Virtuose de la basse (électrique et à six cordes), Alain Caron découvre le jazz grâce à un disque d’Oscar Peterson. Il a 14 ans. En 1977, l’homme fait la connaissance du guitariste Michel Cusson. De cette fructueuse rencontre nait le populaire trio jazz-fusion UZEB qui fait paraître dix albums entre 1981 et 1990 et vend plus de 400 000 exemplaires de ces disques à travers le globe. Après la séparation du groupe en 1992, Caron fonde son étiquette (les disques Norac) et lance un premier album solo en 1993 (Le Band). Enchaînant coup sur coup les collaborations avec de nombreux artistes internationaux, les concerts et la parution d’albums solo, l’artiste se tient fort occupé. Appuyé par ses fidèles collaborateurs (Pierre Côté à la guitare électrique, John Roney aux claviers et Damien Schmitt à la batterie), il proposait en juin dernier Multiple Faces, un huitième opus studio bourré de grooves graves.

« C’est un peu dans la même veine et le même style d’écriture que l’album précédent (Sep7entrions).

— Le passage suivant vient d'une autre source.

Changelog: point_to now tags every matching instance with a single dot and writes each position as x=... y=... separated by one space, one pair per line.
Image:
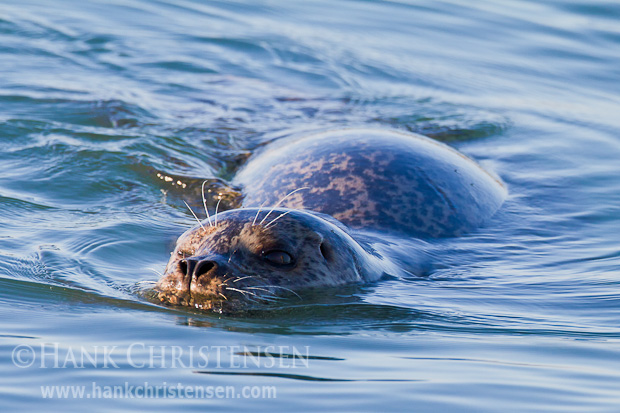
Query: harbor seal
x=314 y=211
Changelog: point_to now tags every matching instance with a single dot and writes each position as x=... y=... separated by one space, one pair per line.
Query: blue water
x=99 y=100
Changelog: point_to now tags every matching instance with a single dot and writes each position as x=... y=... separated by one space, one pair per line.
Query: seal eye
x=278 y=257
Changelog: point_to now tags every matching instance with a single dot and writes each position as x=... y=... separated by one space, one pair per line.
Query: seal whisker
x=241 y=291
x=204 y=202
x=279 y=216
x=283 y=288
x=243 y=278
x=192 y=211
x=282 y=200
x=216 y=207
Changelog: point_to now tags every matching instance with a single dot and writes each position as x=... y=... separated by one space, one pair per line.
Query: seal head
x=250 y=256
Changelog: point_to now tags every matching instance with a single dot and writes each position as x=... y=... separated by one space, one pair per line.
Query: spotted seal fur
x=312 y=208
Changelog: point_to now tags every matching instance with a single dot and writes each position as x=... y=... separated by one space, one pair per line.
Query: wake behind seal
x=312 y=207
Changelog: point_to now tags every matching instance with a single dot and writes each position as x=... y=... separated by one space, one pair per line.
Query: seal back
x=375 y=179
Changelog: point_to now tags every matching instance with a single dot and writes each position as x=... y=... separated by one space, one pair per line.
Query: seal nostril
x=183 y=267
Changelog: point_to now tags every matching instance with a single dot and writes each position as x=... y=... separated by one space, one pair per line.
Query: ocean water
x=101 y=100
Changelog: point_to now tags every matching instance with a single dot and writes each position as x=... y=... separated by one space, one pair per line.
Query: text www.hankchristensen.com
x=162 y=391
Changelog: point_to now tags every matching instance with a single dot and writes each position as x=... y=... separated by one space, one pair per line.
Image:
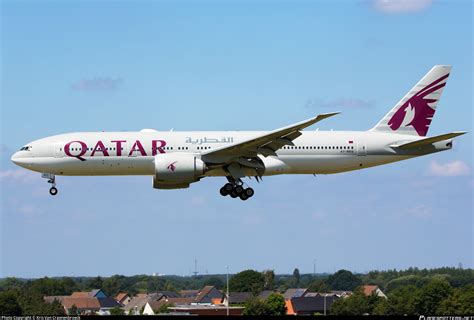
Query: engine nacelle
x=177 y=170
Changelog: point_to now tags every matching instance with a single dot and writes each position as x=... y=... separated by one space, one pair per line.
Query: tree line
x=410 y=291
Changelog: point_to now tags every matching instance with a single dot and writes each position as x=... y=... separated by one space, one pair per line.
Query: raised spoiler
x=427 y=141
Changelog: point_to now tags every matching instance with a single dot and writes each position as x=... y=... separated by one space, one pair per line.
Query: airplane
x=177 y=159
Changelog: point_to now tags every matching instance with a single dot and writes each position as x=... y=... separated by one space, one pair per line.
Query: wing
x=265 y=144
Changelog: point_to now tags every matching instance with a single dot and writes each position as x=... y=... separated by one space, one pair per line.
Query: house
x=265 y=294
x=83 y=305
x=152 y=307
x=294 y=293
x=310 y=305
x=137 y=304
x=122 y=298
x=95 y=293
x=85 y=302
x=169 y=294
x=106 y=304
x=237 y=298
x=51 y=299
x=342 y=293
x=189 y=293
x=207 y=310
x=373 y=289
x=207 y=294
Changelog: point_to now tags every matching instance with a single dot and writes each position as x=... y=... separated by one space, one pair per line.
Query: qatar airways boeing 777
x=177 y=159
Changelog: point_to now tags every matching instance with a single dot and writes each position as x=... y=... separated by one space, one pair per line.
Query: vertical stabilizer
x=413 y=114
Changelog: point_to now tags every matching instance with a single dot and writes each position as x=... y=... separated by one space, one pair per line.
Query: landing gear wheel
x=228 y=187
x=238 y=189
x=223 y=191
x=249 y=192
x=53 y=191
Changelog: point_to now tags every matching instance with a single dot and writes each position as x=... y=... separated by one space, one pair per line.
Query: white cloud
x=97 y=84
x=21 y=175
x=401 y=6
x=348 y=103
x=450 y=169
x=421 y=211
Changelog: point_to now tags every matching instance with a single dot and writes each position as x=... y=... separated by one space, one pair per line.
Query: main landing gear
x=51 y=179
x=236 y=189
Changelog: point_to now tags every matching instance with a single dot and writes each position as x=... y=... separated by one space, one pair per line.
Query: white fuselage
x=133 y=153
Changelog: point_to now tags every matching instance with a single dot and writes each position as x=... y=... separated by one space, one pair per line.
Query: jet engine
x=177 y=170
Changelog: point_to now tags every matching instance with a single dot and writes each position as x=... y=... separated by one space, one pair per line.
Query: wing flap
x=428 y=141
x=268 y=143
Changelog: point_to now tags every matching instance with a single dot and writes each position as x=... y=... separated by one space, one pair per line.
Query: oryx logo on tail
x=417 y=112
x=414 y=113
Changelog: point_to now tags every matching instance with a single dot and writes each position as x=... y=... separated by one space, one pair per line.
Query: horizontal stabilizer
x=428 y=141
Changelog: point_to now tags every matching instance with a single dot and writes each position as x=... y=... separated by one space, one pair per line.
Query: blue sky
x=191 y=65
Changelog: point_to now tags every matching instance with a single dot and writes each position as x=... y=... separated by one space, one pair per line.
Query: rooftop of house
x=139 y=301
x=310 y=304
x=81 y=302
x=294 y=293
x=204 y=292
x=189 y=293
x=108 y=302
x=238 y=297
x=265 y=294
x=121 y=296
x=51 y=299
x=368 y=289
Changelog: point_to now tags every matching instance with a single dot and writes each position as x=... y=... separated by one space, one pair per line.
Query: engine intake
x=177 y=170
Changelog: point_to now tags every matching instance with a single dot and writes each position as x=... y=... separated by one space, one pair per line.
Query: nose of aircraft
x=16 y=159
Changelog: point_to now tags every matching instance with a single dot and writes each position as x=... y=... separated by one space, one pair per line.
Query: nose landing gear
x=51 y=179
x=236 y=189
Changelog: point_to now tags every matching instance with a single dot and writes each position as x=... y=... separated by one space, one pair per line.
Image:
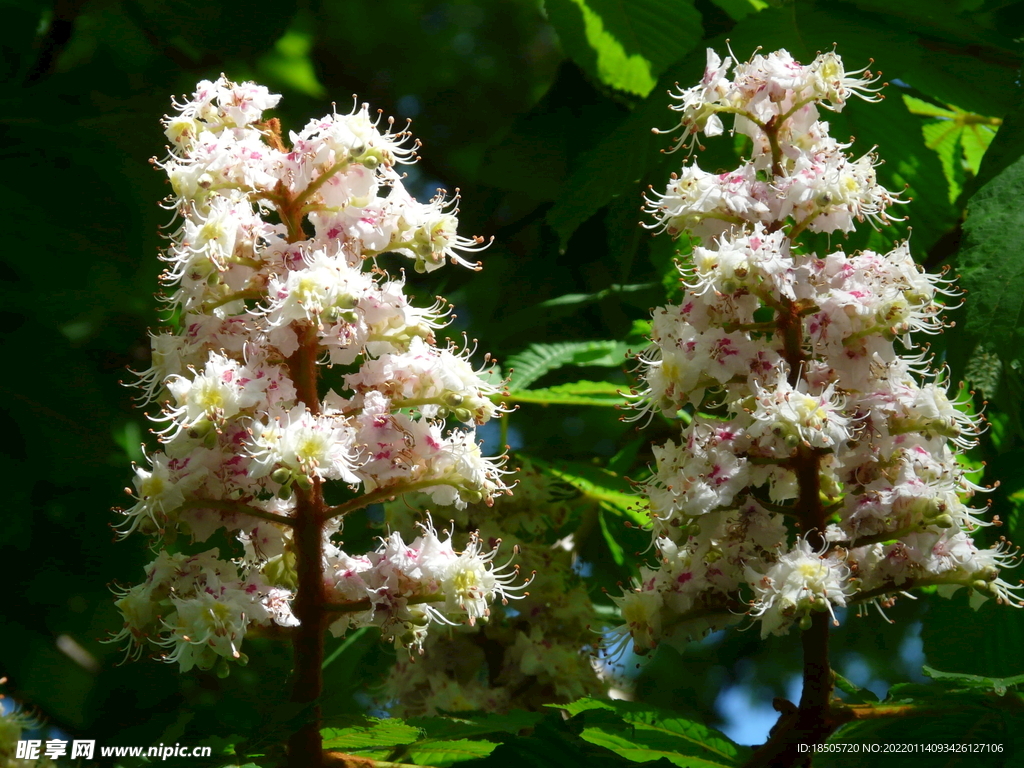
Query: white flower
x=800 y=582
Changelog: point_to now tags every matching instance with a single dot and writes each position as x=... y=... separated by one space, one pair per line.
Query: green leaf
x=613 y=492
x=578 y=393
x=640 y=733
x=441 y=754
x=961 y=681
x=985 y=642
x=476 y=725
x=992 y=260
x=626 y=45
x=960 y=138
x=614 y=548
x=855 y=694
x=559 y=306
x=537 y=359
x=583 y=705
x=739 y=9
x=378 y=734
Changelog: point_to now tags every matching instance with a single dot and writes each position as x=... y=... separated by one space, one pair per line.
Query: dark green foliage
x=544 y=121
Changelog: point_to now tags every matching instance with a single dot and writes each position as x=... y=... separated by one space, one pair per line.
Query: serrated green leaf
x=599 y=484
x=919 y=107
x=614 y=548
x=476 y=725
x=997 y=685
x=994 y=635
x=739 y=9
x=943 y=137
x=538 y=359
x=626 y=45
x=640 y=733
x=377 y=734
x=578 y=393
x=855 y=694
x=976 y=139
x=641 y=745
x=583 y=705
x=992 y=260
x=441 y=754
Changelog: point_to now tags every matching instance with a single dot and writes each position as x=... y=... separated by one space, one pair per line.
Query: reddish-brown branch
x=305 y=747
x=814 y=719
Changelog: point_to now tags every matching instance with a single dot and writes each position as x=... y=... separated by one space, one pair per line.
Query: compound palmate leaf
x=578 y=393
x=537 y=359
x=992 y=260
x=625 y=44
x=438 y=741
x=609 y=489
x=641 y=733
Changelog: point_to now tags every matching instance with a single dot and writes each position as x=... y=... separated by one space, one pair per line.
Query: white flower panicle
x=402 y=588
x=273 y=268
x=796 y=374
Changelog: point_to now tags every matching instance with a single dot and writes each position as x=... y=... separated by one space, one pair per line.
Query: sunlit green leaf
x=598 y=484
x=578 y=393
x=992 y=261
x=626 y=45
x=538 y=359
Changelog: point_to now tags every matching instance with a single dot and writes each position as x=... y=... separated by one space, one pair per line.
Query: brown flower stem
x=305 y=747
x=813 y=720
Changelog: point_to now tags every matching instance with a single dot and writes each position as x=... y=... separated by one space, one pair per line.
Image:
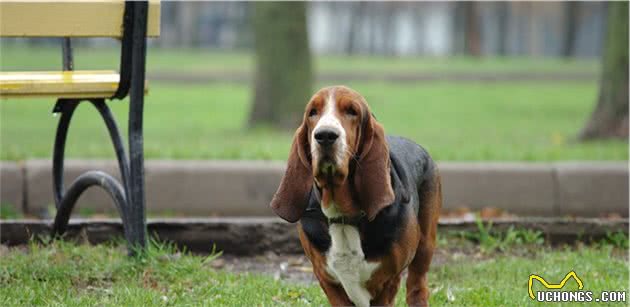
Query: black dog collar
x=344 y=220
x=348 y=220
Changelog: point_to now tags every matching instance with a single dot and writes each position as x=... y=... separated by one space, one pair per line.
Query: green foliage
x=186 y=61
x=454 y=121
x=65 y=274
x=491 y=240
x=617 y=239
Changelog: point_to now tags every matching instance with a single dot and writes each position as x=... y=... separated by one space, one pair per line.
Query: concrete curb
x=244 y=188
x=258 y=235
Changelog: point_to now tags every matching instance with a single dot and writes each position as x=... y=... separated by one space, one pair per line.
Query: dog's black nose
x=326 y=137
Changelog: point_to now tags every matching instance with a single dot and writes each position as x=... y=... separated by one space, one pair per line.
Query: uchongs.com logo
x=557 y=295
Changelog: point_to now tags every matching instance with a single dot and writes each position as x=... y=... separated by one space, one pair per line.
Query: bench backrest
x=84 y=18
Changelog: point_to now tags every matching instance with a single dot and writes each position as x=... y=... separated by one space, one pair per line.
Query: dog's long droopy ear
x=291 y=199
x=372 y=180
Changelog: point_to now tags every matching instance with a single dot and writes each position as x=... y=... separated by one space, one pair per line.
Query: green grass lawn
x=520 y=121
x=65 y=274
x=13 y=57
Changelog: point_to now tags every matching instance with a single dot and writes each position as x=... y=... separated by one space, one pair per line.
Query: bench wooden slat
x=61 y=84
x=84 y=18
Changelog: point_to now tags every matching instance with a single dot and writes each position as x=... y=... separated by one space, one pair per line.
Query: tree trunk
x=472 y=34
x=570 y=27
x=283 y=64
x=503 y=21
x=610 y=117
x=357 y=12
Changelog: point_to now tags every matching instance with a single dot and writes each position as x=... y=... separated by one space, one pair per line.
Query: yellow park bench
x=131 y=23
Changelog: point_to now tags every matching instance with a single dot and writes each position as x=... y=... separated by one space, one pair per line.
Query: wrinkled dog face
x=333 y=119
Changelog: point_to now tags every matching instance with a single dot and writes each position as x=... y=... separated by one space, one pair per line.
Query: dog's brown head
x=337 y=140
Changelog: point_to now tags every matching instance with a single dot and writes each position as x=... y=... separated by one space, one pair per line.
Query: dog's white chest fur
x=346 y=262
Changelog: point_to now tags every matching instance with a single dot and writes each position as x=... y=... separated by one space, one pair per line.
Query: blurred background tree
x=283 y=78
x=610 y=117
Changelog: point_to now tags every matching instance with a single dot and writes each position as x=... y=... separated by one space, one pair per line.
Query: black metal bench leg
x=65 y=201
x=129 y=197
x=137 y=218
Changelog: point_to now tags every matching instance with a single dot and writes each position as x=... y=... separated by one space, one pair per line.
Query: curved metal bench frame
x=129 y=197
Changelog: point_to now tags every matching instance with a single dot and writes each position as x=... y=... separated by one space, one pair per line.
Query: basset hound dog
x=367 y=204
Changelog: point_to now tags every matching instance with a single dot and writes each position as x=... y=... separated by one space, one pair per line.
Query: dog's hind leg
x=430 y=205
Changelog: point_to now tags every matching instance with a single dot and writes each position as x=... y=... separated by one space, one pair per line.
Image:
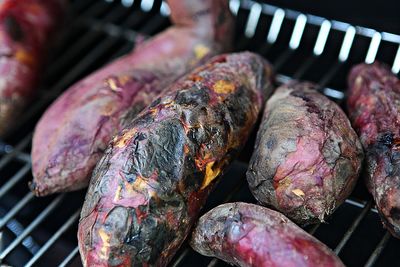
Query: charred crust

Puis, c’est la même formation. On a fait une tournée ensemble et le groupe a fini par développer un son que j’ai voulu exploiter sur Multiple Faces. Lorsque j’ai composé la musique du nouveau disque, j’avais ces musiciens en tête. Lorsqu’on écrit, on le fait en ayant le résultat final entre les deux oreilles, tant au niveau des arrangements que de la répartition des solos. En ce qui concerne le style, on pourrait avancer que c’est jazz-rock ou alors fusion, mais le terme est tellement galvaudé. Tous les compositeurs qui ne sont pas restreints à écrire de la musique pour la radio font de la fusion en quelque sorte. Le centre de ma musique est encore jazz. Disons que c’est de la fusion des années 2000, » déclare Caron, amusé.

Récipiendaire du prix Oscar-Peterson lors du dernier Festival International de Jazz de Montréal (UZEB l’avait reçu en 1991), Alain estime que cet honneur lui a fait prendre conscience qu’il y avait une vie après celle du populaire trio. « Tu sais, c’est très difficile de se faire un nom après avoir joint les rangs d’un groupe qui a connu un certain succès. À part peut-être Paul McCartney! On nous colle une étiquette pour la vie et on m’identifie encore régulièrement comme étant le bassiste d’UZEB. Ce prix m’a fait du bien car j’ai réalisé qu’il me restait encore des choses à accomplir. »

Pastorius et compagnie

Si le bassiste américain Jaco Pastorius eut un impact considérable sur l’homme, il ne le considère pas pour autant comme sa principale source d’inspiration. « Lorsque je l’ai entendu, j’ai trouvé ça tellement bon que j’ai cessé de l’écouter immédiatement! Je ne voulais pas être trop influencé par son jeu. Ce fut un choc de l’entendre à cause de son audace. J’ai beaucoup plus écouté Ray Brown, Niels-Henning Ørsted Pedersen, Scott LaFaro, Ron Carter, Eddie Gomez et Stanley Clarke. Ce qui n’enlève rien à l’admiration et au respect que j’ai pour Pastorius. J’ai essayé de diversifier mes influences au niveau de la basse et, afin de développer mon propre langage et j’ai analysé le jeu de nombreux autres musiciens tels que Charlie Parker, John Coltrane, Michael Brecker et Pat Martino, » avance-t-il.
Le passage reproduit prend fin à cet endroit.